In un documento il Collegio Nazionale dei Dipartimenti di Salute Mentale punta il dito verso la delibera del Csm in quanto “mina alla base le possibilità di cura in favore di un esplicitato mandato custodiale”. Inoltre, puntualizza è stata adottata “senza un ampio processo di consultazione e visite alle diverse strutture e dipartimenti di salute mentale”.
“Esprimiamo forti critiche sull’impianto complessivo della delibera del Consiglio Superiore della Magistratura volta a riportare la gestione e la responsabilità della REMS nell’ambito della giustizia, riducendo la psichiatria a mera esecutrice di indicazioni securitarie. Un impianto che a nostro avviso mina alla base le possibilità di cura in favore di un esplicitato mandato custodiale. La creazione di REMS ad alta sicurezza e nazionali o macroregionali crea un vallo profondo rispetto ai servizi territoriali, che renderà ancor più difficili i programmi di dimissione e di reinserimento sociale”.
È quanto scrivono in un documento il Presidente Fabrizio Starace, il vicepresidente Giuseppe Ducci e il segretario Federico Durbano, del Collegio Nazionale dei Dipartimenti di Salute Mentale. Il documento analizza la delibera del Consiglio Superiore della Magistratura sulle Residenze per l’Esecuzione delle Misure di Sicurezza (R.E.M.S. – Documento Finale del 12 novembre 2024) che si distanzia fortemente dalle due precedenti del 19 aprile 2017 e del 24 settembre 2018, le quali prevedevano la necessità di protocolli di collaborazione tra sanità e giustizia, alla base dello sviluppo di prassi ancora non generalizzate ma in molte realtà “assai proficue”.
Per il Cndsm, la delibera è stata adottata “senza un ampio processo di consultazione e visite alle diverse strutture e dipartimenti di salute mentale”. L’Ospedale Psichiatrico Giudiziario (OPG), ricorda il Collegio è stato sostituito dal sistema di welfare di comunità, sociale e sanitario di cui sono parte i Dipartimenti di Salute Mentale (DSM) al cui interno operano le Rems i cui modelli normati dal Decreto del Ministero della Salute del 2011, hanno assunto “configurazioni diverse in relazione al DSM e alla Regione ove si sono sviluppati”. Pertanto, si evidenzia nel documento, “l’analisi del loro funzionamento deve essere contestuale a quella del sistema territoriale di riferimento, aziendale e regionale.

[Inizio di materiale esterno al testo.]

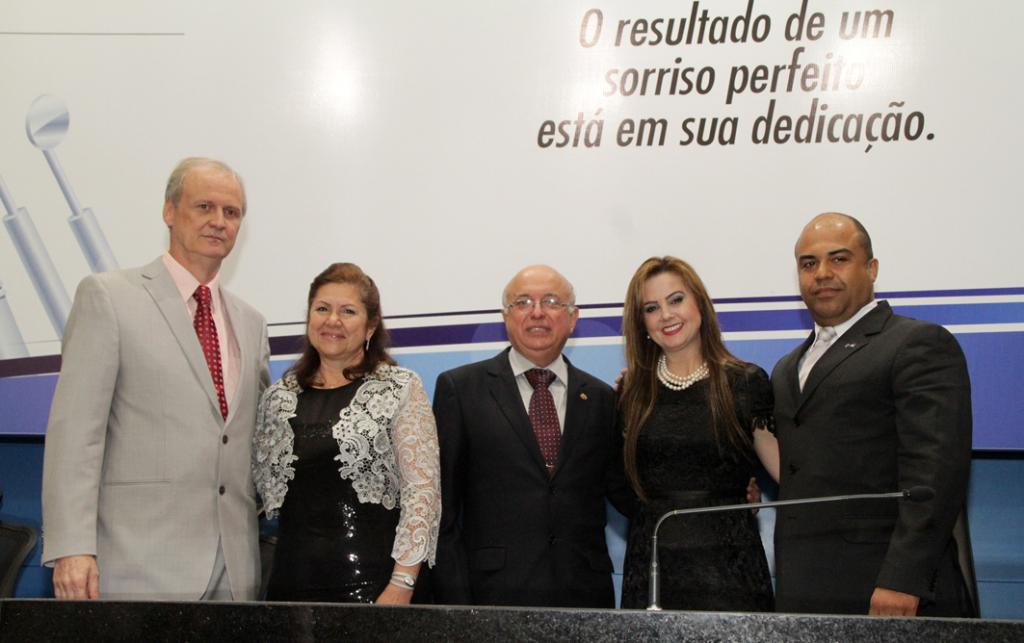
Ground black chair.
[953,507,981,617]
[0,522,38,598]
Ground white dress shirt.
[163,253,242,403]
[509,347,569,431]
[797,299,879,373]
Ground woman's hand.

Lo stesso vale per le azioni di potenziamento o rimodulazione, che hanno senso nella misura in cui sono contestuali e sinergiche”.
Una considerazione conclusiva, scrive poi il Cnds, va al “grande assente” della delibera del Csm: il personale sanitario, gli psichiatri, gli psicologi e tutti gli operatori che già oggi garantiscono la “tenuta” delle REMS in assenza di incentivi specifici.
“I professionisti – sottolineano i presidenti – hanno bisogno di adeguate retribuzioni, di formazione permanente e soprattutto di sicurezza, compresa quella di non dover rispondere della “posizione di garanzia” che andrebbe sostituita dal “privilegio terapeutico”. In questo senso si potrebbe recuperare la proposta di un coinvolgimento diretto del Ministero di Giustizia nella gestione delle REMS: non tanto come ente sovraordinato cui la sanità deve passivamente rispondere ma come ente di regia dei flussi e garante della sicurezza dei luoghi in cui vengono svolte attività sanitarie connesse ai percorsi di giustizia. In tema di collaborazione interistituzionale si potrebbe valutare il coinvolgimento delle forze dell’ordine (e della stessa polizia penitenziaria) in sostituzione dei servizi di vigilanza privata pagati dai DSM”.